Happy third day of Christmas!
These last few days of year I try hard to practice a virtue a tend to neglect the other 358 days–patience. While the advent season (roughly the first month before December 25th) is all about anticipation as the world awaits the arrival of a savior, the week between December 25 and January 1 always makes me strangely nostalgic for the past and anxious about the future. To combat my anxiety and indulge my nostalgic urges, I cling to the fleeting year as long as I can refusing to think about the things to come. It’s a full 180 degree turn from my usual mode of operation: obsession about the future. The last few days of December act like a suspended window in time in which I forget about my to-do list, my worries and my insecurities and actually manage to enjoy moments as they come.
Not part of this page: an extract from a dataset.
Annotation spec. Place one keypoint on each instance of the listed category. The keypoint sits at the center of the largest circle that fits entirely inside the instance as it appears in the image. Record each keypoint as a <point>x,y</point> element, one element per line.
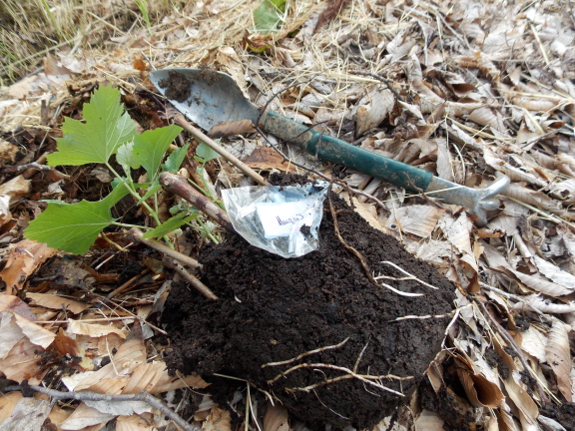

Moments I’ve enjoyed over Christmas break so far:
- Reading and finishing The Hunger Games and its sequel Catching Fire by Suzanne Collins. Friends recommended these books to me months and months ago but I only just got around to reading them due to a busy course reading schedule. The publishers classify The Hunger Games trilogy as “Sci Fi” and you’ll find them on the Young Adult shelf , but if you’re not a science-fiction-enthused teenager you’ll still find Collins’ novels difficult to put down. I’d probably call it a futuristic dystopian adventure novel tossed with a dash of romance and served alongside a hearty portion of warfare. The last time I was this engrossed in a novel I was finishing Harry Potter and the Deathly Hallows for the first time. Read these books.
- Spending Christmas Eve with my husband. We slept in and hopped on the subway to midtown to the Morgan Library to see A Woman’s Wit: Jane Austen’s Life and Legacy. I don’t meet weekly to discuss Austen over tea or anything, but I consider myself a seasoned “Janeite” and this was an appropriately nerdy way to kick-off Christmas. Dozens of Jane’s handwritten letters, first printings of all her novels and even an original manuscript were displayed in the small exhibit hall. I could have spent hours there. After watching a film in which a lot of spacey academics with crazy hair and creepy eyes talked about who they would invite to a dinner party with Austen (answers included Freud, Jung, the Bronte sisters, “my granny” and “nobody”) we slipped out to take a look in some of the other rooms. We stared open-mouthed at the surviving first manuscript of Charles Dickens’ A Christmas Carol and wandered around Morgan’s study for a few minutes before leaving for Rockefeller Center. I think the average age of the museum’s visitors increased by about twenty years when we left. We visited the famously large tree, shoved our way through the crowds on fifth and sixth avenues and bolted uptown for a quaint dinner at a little Dominican/Cuban cafe on the Upper West Side. Traditional Christmas Eve activities included the consumption of hot chocolate and cinnamon rolls, the viewing of It’s a Wonderful Life, the reading of the Nativity story in Luke and opening Christmas pajamas sent by my mom.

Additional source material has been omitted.